Esta es una calle como cualquier otra. Aquí se han librado batallas, independencias completas; hay quienes se suicidan y mujeres que abortan en secreto. Es una calle como cualquier otra en donde unos dominan y otros se someten. Casi siempre, de noche, veo llegar al motel negro que está justo en la mitad, autos lujosos de los que se bajan mujeres muy bien vestidas al lado de hombres con un cuchillo en los dientes. Trabajo de madrugada y trato de no perderme el espectáculo. Me escondo tras la cortina.
Esta calle es como cualquier otra y claro, ha habido femicidios y asesinatos. Hace poco una vecina me contaba que un hombre golpeó a su mujer con palo de leña en la cabeza y la mató. Yo no le creí, estuve mal, pero después salió en el diario de la ciudad y era cierto, el muy cabrón le partió el cráneo acabando con ella al instante. Pasó solo a 100 metros de mi casa y yo no lo creí a mi vecina que es una noble mujer de 70 años pero sí a un periódico sensacionalista. Soy un hijo de mi época… y de puta.
Esta es una calle como cualquier otra, la gente bebe, se droga, hace el amor, juega a las cartas y se pasa películas pensando que es la única calle del mundo, las más linda cuando es la peor de las perras.
Al final es una calle como cualquiera, una que no es mía, que nunca lo fue y que por más que me la sepa de memoria y conozca su música y sus trampas, no tengo nada que ver con ella. Más bien la desprecio; me trae malos recuerdos de cuando fui feliz y hoy, aquí, como el caracol en la navaja, debo y estoy obligado a cruzarla para ir a cualquier parte. Es una repetición maldita, una dirección que no puedo evitar, no hay zigzagueo posible. Es como el destino, esta jodida calle. Calle de la desesperación y la soledad; de malos amores y sucios traficantes.
Chilenos y migrantes en un mismo río de miseria humana habitan esta porquería de calle, que es como cualquiera otra. Podría estar en un barrio de Moscú, en un conventillo cubano, ser un tubérculo de la Diagonal Paraguay en Santiago de Chile o en el barrio rojo de Mozambique, da lo mismo. Tiene luces, pocas, más son sus sombras con ojos de pasado. Calle con el perfil de las ánimas, dorso del remordimiento; botillerías multicolores atendidas por sus propios dueños. Siento miedo.

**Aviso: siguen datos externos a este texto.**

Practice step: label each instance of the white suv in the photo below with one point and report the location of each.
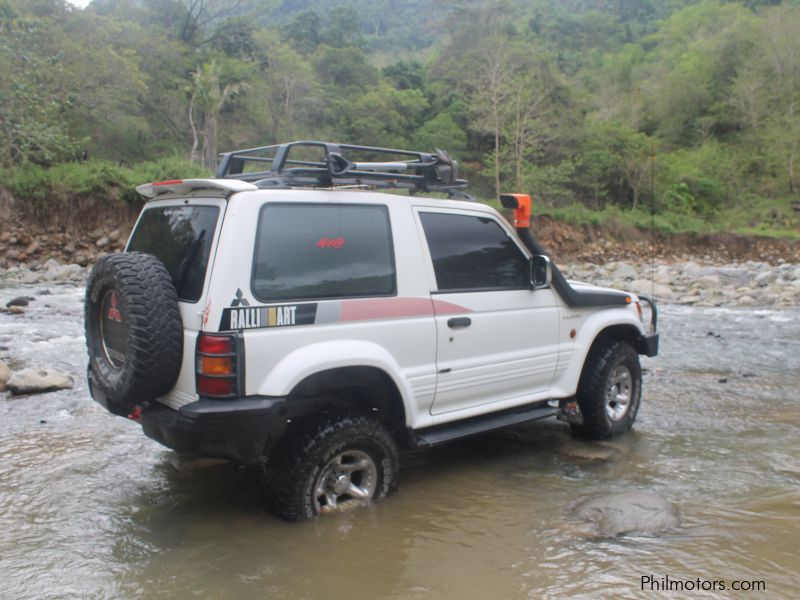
(260, 318)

No es mi calle, nunca lo fue, insisto, pero confieso que alguna vez me sintió caminarla orgulloso por sus aceras rumbo al trabajo donde era alguien; la caminaba sin aullar, sin medicamentos, ni tratamientos psiquiátricos, ni malos pensamientos. Alguna vez la amé y hasta soñé con ella, que la besaba y le hacía el amor, sí, la calle era una larga y gris vagina que no dudaba en penetrar con todas mis fuerzas. Una de las peores pesadillas que recuerdo.
Pinche calle de transas y contubernios; calle asediada por la muerte y por la escoria del planeta; sí, toda la inmundicia del planeta cabe en esta calle de vampiros que te persiguen para sustraerte hasta la última gota de sangre que te va quedando –que tampoco es mucha–. Calle que acecha como el lobo oriental que en otra vida fue tuyo.
Maldita calle en la que alguna vez besé, en su punta de diamante, a una mujer que me dijo “te amo” mientras yo le deba la espalda y elegía, se lo imaginarán, caminar por esta calle que es como cualquier otra… calle de los santos genocidios de la memoria.